Au tournant du 20e siècle, la signature d’accords économiques, les manifestations altermondialistes ainsi que le développement du tourisme ont ouvert les frontières du globe. L’essai Nouvelles relations internationales de l’ancien diplomate et co-directeur du RAMSES pendant 14 ans à l’Institut français des relations internationales (IFRI), Philippe Moreau Defarges paru aux Éditions du Seuil aiguille le lecteur sur les grandes mutations du dernier quart de siècle.
Cet essai format poche prend le relais des deux volumes de Relations internationales qui a constitué un classique depuis 25 ans, rappelle l’éditeur. Alors les petits caractères, la concision et les développements point par point sont de mise pour fournir l’essentiel du contenu et faciliter la recherche. Prenant le temps d’expliquer les grands ensembles comme l’Organisation des Nations unies (ONU), le chercheur passe également au peigne fin les détails qui les contraignent comme la situation en ex-Yougoslavie dans le cas de l’ONU. Afin de démontrer l’utilité d’un tel outil de référence pourquoi ne pas analyser, parmi d’autres, l’enjeu de la sortie du Royaume-Uni de l’Union européenne (UE) avec le Brexit?
De prime abord, l’UE met sur pieds des institutions supranationales, mais son manque de légitimité provient des difficultés sociales et économiques, et aussi des anxiétés identitaires, pose en problème M. Defarges. Au-delà des poussés populistes inquiétantes, comme l’obtention de 13,5% du parti d’extrême-droite Alternative pour l’Allemagne aux élections fédérales allemandes du 24 septembre, l’identité et par extension la culture ne peut payer les frais du marché unique, d’un espace juridique européen et d’une monnaie unique.
Les touristes ne visitent pas Paris pour aller manger au McDonald’s sur les Champs-Élysées même si l’on y sert des pâtisseries françaises et encore moins pour s’amuser à Euro Disney dans un décor de contes européens enchantées par la corporation américaine. Ainsi, l’authenticité a une valeur, mais du berceau de la démocratie que représente la Grèce à l’étendue de l’empire britannique cette valeur varie selon des critères économiques.
Volonté populaire
Si l’on compile les données sur le Royaume-Uni de l’essai Nouvelles relations internationales, cet État a obtenu le plus grand nombre de règles particulières sans adhérer à la monnaie unique ni à l’espace Schengen dans le cadre de l’UE à 28 pays. De plus, l’euro a un poids considérable dans les transactions financières de la City. En contrepartie, l’encadrement croissant des normes européennes remodèle la souveraineté britannique. Le Royaume-Uni s’est fait porte-parole de la libre circulation des travailleurs dont ceux originaires d’Europe centrale et orientale attirés par les opportunités d’emploi dans les îles britanniques.

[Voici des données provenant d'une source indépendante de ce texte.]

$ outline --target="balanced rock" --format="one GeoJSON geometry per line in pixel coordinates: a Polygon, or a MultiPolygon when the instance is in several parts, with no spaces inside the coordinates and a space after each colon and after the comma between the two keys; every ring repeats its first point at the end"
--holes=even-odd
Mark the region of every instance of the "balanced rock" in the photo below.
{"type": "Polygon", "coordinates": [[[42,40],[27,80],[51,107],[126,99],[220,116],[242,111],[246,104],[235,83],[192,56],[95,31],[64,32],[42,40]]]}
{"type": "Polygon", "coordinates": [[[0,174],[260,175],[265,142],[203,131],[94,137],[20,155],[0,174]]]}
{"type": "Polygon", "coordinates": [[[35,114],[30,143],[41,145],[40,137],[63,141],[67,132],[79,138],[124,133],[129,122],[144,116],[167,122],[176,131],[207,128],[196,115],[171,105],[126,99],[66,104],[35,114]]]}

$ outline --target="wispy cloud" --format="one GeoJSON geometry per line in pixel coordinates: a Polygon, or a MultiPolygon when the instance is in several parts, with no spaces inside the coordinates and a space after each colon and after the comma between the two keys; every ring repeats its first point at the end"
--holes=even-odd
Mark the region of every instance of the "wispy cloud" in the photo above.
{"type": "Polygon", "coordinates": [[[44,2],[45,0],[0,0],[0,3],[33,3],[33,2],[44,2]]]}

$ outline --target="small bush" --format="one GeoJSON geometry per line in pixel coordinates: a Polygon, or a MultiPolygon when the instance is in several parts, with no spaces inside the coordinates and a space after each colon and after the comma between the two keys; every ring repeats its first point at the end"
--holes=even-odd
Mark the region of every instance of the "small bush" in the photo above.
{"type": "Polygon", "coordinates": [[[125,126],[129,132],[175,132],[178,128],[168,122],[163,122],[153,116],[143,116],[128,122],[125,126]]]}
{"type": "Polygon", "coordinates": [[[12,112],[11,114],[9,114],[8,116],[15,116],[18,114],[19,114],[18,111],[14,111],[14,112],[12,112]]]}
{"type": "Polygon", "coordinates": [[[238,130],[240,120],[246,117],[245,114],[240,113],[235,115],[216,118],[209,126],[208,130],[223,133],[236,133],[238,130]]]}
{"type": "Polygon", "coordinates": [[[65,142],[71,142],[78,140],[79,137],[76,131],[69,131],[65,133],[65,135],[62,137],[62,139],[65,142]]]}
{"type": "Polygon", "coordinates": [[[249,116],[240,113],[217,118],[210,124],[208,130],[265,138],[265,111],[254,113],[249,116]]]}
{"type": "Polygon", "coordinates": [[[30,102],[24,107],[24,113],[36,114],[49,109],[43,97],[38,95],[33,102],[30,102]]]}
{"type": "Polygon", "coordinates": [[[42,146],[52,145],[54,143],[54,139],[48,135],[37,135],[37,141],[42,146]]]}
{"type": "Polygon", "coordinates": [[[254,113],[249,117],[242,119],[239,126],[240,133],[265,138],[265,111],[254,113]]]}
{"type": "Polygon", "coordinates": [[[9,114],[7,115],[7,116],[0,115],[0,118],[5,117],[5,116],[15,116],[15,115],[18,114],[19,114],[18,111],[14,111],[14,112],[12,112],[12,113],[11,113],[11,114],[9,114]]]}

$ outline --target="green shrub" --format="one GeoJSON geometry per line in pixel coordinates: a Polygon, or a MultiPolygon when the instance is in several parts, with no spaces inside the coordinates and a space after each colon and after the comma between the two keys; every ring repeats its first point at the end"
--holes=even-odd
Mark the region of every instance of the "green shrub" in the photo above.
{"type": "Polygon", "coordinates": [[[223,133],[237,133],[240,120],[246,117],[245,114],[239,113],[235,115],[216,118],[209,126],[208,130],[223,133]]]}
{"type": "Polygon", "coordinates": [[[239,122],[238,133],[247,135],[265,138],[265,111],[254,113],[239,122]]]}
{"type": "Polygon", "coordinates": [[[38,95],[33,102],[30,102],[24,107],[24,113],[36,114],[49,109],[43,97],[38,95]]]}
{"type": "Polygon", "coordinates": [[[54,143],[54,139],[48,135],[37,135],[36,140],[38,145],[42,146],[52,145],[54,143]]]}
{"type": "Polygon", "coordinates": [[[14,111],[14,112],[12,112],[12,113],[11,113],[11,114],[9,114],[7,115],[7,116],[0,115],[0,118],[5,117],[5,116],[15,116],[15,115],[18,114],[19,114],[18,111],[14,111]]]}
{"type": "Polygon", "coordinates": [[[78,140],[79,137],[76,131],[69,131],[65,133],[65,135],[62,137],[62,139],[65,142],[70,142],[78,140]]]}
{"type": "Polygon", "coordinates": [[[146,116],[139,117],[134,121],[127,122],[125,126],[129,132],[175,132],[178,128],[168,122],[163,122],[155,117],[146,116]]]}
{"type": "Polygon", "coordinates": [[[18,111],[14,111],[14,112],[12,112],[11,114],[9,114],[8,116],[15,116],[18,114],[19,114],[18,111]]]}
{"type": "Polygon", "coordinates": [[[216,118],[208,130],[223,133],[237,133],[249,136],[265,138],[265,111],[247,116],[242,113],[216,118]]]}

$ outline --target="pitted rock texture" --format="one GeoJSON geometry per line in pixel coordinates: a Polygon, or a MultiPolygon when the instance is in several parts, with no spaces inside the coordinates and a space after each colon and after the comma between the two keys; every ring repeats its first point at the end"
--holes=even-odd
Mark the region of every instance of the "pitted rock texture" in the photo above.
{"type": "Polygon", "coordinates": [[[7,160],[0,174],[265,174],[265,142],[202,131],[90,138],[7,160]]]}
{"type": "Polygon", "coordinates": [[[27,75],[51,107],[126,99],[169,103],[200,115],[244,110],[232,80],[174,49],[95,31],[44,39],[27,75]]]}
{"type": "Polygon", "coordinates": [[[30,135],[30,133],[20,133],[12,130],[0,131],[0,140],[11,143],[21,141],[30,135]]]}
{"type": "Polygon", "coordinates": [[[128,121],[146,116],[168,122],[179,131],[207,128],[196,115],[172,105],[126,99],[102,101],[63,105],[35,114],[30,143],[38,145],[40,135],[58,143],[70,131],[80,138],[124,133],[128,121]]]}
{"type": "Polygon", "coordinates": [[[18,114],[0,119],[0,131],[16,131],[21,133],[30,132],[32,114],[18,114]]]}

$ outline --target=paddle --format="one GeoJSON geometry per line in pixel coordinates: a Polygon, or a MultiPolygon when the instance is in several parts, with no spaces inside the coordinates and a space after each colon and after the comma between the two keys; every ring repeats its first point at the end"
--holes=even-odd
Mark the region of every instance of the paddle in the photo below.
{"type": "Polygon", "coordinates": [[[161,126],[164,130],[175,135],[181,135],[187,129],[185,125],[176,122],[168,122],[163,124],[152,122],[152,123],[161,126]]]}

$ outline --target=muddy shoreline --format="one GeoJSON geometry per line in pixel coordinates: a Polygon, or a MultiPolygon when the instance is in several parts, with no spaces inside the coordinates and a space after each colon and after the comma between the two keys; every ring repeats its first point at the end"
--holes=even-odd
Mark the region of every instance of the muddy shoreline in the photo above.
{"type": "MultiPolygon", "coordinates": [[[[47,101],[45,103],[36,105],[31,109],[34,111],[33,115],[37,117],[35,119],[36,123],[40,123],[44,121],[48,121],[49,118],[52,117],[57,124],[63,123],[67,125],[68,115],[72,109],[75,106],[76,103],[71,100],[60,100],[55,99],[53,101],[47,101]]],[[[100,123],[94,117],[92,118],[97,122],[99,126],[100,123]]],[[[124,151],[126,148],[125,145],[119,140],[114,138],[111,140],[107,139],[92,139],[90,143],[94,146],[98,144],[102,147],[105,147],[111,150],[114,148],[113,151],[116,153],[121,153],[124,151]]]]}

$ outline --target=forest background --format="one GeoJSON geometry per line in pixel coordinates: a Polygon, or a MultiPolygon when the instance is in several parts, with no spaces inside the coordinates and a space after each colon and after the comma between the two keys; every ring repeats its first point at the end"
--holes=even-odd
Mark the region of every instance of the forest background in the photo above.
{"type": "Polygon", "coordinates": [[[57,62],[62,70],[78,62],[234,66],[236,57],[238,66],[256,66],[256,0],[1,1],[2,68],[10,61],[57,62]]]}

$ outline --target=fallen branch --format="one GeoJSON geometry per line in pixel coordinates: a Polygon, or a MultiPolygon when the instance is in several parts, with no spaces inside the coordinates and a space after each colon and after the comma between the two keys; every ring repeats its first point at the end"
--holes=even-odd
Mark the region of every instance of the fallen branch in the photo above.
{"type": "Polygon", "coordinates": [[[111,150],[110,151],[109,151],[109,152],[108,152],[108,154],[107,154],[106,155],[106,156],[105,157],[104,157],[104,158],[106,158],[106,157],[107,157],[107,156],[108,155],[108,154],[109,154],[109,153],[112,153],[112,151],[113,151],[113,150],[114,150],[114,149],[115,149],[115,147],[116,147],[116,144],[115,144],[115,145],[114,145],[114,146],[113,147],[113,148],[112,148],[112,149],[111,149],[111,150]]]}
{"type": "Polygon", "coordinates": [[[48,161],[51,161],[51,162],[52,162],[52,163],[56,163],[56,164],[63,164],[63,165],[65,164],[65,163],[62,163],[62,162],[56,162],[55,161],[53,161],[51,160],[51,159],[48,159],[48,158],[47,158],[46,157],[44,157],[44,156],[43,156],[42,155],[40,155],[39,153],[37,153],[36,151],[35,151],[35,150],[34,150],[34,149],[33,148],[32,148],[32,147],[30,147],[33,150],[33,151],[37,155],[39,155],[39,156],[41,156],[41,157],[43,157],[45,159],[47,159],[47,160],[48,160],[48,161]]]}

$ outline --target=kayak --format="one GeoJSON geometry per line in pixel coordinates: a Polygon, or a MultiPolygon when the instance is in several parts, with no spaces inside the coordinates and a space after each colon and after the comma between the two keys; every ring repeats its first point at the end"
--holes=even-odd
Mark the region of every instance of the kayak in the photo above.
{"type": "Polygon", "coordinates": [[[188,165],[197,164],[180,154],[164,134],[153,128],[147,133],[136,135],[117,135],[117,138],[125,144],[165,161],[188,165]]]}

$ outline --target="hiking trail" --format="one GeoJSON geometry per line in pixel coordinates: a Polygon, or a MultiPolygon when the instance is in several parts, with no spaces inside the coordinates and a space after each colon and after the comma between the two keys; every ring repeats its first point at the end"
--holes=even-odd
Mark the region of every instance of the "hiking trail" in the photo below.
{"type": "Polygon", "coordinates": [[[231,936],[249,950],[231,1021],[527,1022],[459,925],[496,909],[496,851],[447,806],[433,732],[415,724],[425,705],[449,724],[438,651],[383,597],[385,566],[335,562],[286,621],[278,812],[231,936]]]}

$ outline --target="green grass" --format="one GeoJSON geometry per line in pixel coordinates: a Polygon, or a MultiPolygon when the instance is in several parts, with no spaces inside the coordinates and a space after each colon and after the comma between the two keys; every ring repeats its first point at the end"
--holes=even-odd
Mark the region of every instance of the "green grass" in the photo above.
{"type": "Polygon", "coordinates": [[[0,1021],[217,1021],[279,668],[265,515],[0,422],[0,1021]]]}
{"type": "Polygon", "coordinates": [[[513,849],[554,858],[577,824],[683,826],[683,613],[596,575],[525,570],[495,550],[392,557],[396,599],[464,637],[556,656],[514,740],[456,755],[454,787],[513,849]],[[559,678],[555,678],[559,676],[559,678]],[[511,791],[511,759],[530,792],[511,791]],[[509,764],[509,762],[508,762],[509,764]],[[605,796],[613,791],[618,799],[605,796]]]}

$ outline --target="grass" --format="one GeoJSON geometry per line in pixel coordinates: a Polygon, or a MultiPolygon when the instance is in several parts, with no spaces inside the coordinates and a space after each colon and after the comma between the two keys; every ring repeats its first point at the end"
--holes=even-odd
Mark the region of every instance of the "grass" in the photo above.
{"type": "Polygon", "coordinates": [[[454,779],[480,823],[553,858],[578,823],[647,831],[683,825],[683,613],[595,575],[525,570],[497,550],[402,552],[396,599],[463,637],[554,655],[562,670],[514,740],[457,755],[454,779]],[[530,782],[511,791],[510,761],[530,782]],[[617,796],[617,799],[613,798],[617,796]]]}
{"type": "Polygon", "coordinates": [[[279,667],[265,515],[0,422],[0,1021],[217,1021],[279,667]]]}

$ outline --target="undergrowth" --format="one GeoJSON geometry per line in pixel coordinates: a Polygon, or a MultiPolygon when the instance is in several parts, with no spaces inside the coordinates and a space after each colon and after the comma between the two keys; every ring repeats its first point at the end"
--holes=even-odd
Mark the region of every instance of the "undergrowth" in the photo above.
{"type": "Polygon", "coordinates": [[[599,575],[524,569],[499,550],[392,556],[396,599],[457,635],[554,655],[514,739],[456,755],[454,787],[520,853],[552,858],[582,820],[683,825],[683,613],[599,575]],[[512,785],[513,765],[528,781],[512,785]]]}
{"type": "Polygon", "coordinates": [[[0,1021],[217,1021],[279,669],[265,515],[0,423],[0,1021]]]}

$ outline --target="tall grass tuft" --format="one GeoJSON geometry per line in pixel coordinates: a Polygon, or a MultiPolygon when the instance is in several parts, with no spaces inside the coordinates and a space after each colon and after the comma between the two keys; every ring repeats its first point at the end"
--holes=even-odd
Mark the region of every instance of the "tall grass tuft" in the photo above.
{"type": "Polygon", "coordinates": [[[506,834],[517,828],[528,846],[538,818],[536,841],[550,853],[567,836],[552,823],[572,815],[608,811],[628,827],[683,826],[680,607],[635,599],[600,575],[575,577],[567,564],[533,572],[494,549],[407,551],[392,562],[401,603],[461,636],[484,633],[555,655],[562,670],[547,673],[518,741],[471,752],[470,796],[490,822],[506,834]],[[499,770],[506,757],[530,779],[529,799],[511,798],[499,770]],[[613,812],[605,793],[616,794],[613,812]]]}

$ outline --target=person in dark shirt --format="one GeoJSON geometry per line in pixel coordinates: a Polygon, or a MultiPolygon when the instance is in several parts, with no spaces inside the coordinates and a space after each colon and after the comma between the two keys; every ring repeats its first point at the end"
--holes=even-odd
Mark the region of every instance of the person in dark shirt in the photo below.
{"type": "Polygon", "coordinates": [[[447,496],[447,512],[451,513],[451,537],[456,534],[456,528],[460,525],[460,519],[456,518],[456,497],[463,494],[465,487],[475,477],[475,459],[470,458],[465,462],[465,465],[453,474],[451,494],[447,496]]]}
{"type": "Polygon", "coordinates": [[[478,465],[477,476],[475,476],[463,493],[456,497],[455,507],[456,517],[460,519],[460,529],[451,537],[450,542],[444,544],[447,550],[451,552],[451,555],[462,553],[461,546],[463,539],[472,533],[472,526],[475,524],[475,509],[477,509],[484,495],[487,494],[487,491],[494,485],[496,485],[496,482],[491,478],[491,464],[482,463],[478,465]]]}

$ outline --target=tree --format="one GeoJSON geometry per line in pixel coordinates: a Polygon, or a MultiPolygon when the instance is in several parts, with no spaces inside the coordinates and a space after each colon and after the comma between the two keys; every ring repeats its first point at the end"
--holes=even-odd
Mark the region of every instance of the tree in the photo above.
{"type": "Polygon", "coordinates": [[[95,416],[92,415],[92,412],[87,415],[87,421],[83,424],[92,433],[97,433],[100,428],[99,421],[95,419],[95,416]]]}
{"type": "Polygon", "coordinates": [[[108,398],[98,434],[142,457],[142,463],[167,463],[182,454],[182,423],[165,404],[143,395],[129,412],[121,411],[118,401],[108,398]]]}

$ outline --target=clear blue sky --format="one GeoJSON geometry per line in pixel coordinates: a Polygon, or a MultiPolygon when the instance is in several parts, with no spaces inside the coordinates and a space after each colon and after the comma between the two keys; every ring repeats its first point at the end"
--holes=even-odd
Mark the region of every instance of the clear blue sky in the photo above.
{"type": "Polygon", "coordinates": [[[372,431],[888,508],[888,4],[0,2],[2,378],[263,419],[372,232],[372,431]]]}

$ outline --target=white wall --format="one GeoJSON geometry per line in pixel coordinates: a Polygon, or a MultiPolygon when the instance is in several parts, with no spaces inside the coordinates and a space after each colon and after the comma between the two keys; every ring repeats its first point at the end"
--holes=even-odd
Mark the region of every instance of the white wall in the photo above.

Le 23 juin 2016, le référendum pour le retrait de l’UE obtient 51,9% des voies. D’abord, le Brexit est une affirmation hostile envers la venue de ces travailleurs étrangers en quête d’autodétermination et de bonheur individuel. À noter que leur départ alourdi le fardeau fiscal de leur pays d’origine. Ensuite, le Brexit puise dans l’anxiété identitaire. Des Britanniques issus de toutes les couches de la société demeurent convaincus de leur irréductible insularité, rappelle M. Defarges, exportant et important à travers leur panoplie coloniale.
La carte des résultats électoraux du Brexit montre un contraste flagrant entre la capitale de l’élite financière au coût de la vie excessivement élevé, Londres et la périphérie pro-Brexit. Tenant compte des données de l’essai, ce vote ne serait-il pas aussi une réaction aux inégalités économiques et à la négligence systémique ?
Défi écologique
À part l’Europe, la courte section dédiée à l’Amérique compare le Sud et le Nord du continent. De plus, l’introduction de l’ouvrage taille une place au géant chinois qui doit faire face à un système juridique et institutionnel d’inspiration occidentale, alors que la deuxième partie portant sur les questions mondiales nous éclaire sur la complexité du désarmement.
Traçant l’historique des enjeux, M. Defarges fait remonter le défi écologique au tremblement de terre de Lisbonne en 1755 et à l’éruption du volcan islandais Laki du mois de juin 1783 à février 1784. La catastrophe portugaise suscite un débat sur les responsabilités humaines : fallait-il édifier une ville dans une zone connue pour sa vulnérabilité aux séismes ? Alors que les poussières dispersées dans l’atmosphère à partir de l’Islande auraient réduit les récoltes tant en Europe qu’en Amérique du Nord, stimulant l’effervescence révolutionnaire française de 1789.
À consulter.
Nouvelles relations internationales de Philippe Moreau Defarges est paru aux Éditions du Seuil en 2017.